Clarity or Lack Thereof
July 15, 2008
My head is spinning. I am the blessed mother of a two and a half year old sweet girl. She exhibits so many of the symptoms of autism and I absolutely want what is best for her…therefore, I have read and read and Read and READ and READ some more and everyone has so many opinions. The Joy of Autism just grounded me. I was so smothered by this observation and that and all of this over here that somehow I forgot the richness of who she is. The peace and contentment carried in her being, the joy at seeing me in the morning or anytime for that matter. The hugs and kisses, the laughter and giggles, the silly things she does that are “odd” but so very unique and special and part of who she is. She is human and craves the same things all of the rest of us do…to be loved and accepted. Yes she is only two, but instead of trying to “fix” her and do everything to make her “fit” in the world, it is my responsibility as mother to love and teach and I have forgotten in the mess of diagnosis and this therapy and that.
Whatever the “diagnosis” she is still human, she is still my sweet sweet baby girl and she needs me to be her momma. A privilege really. I believe she teaches me way more than I could ever teach her, all of my kids do. I love being a mom.
It is also my responsibility to raise my children to develop themselves and pursue their dreams, to respect and love others, and to be as independent as possible. Independence-whether it be putting their pants on alone, working a job, or whatever else it may be. The independence gives self-satisfaction, happiness, ability, etc. What can I do when the typical societal systems and my alternative methods of thinking leave me stranded when it comes to helping my sweet girl exist comfortably in a society of so called “normal”. Society and people have expectations. I don’t even really care about the expectations, but I want my sweet girl to have a chance, to have an opportunity to make her mark in the world, to communicate, to love and be loved, to experience. I am at a loss as to how to best help her when I can barely understand what she is asking for.
Oh how I love that little girl. I love her big blue eyes and her giggles, and I so desperately want to know that when I say I love you she understands me. It is not really about me, maybe I don’t really quite understand my job of mothering or maybe my expectations of everyone (myself included) are distorted, or maybe I have my definitions of learning, communication, opportunity, joy, etc all skewed or I have allowed them to become mutilated and desensitized by a merciless society of selfish ambition.
Maybe all of the above or none.

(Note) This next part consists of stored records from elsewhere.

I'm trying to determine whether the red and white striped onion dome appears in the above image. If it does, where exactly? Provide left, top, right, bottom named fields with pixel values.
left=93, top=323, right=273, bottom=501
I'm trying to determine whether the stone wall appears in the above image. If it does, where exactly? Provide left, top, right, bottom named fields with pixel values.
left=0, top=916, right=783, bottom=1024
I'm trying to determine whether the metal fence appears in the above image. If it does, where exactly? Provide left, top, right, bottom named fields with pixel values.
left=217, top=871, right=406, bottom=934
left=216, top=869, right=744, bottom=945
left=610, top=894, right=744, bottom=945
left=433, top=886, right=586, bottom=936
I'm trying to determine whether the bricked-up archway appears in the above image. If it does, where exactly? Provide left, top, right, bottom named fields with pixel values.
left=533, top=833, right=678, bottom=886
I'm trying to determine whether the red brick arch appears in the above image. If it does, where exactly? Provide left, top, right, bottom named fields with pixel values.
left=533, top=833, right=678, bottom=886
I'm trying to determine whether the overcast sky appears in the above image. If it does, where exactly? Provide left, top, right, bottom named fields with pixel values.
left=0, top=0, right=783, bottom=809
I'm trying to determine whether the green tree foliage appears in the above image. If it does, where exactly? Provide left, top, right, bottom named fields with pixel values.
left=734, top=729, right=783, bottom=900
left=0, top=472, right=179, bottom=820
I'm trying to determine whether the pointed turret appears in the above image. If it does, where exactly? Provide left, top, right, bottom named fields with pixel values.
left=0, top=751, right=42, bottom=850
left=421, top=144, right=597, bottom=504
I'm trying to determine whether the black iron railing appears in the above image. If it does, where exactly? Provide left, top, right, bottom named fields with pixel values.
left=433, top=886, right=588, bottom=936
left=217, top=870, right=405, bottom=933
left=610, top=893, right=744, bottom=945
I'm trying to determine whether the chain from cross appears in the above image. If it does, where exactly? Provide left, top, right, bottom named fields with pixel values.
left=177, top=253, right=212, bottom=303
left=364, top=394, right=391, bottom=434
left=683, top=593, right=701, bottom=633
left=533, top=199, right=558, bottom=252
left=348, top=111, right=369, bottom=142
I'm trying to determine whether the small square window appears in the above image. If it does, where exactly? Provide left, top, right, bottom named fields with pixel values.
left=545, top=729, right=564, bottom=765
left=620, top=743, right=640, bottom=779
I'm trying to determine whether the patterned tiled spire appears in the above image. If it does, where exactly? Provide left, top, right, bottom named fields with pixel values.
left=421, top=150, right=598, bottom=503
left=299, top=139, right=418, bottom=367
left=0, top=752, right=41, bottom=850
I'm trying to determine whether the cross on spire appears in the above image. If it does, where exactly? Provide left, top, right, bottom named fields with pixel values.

Screw the cookie cutters and little boxes made of ticky tacky. Thank you Estee for reminding me that we all feel and we all are…I SO needed that today.
Hey there…Janna told me to check out your blog, and I have to say that while I know you all are struggling with a lot right now (changes in diet, therapy, etc.), your attitude is overwhelming to me. This post is amazing, and brought me to tears. Even though I am not a mother, I could only imagine the emotions and feeling one would have when faced with something like this. I don’t know if you knew it or not, but I used to do behavior therapy with children with Autism, and they will forever hold a special place in my heart. The sweetness in their faces and the excitement when they learn something new is incredible!! Just wanted to let you know I am praying for you all, and I know you will make the best of this for your little one!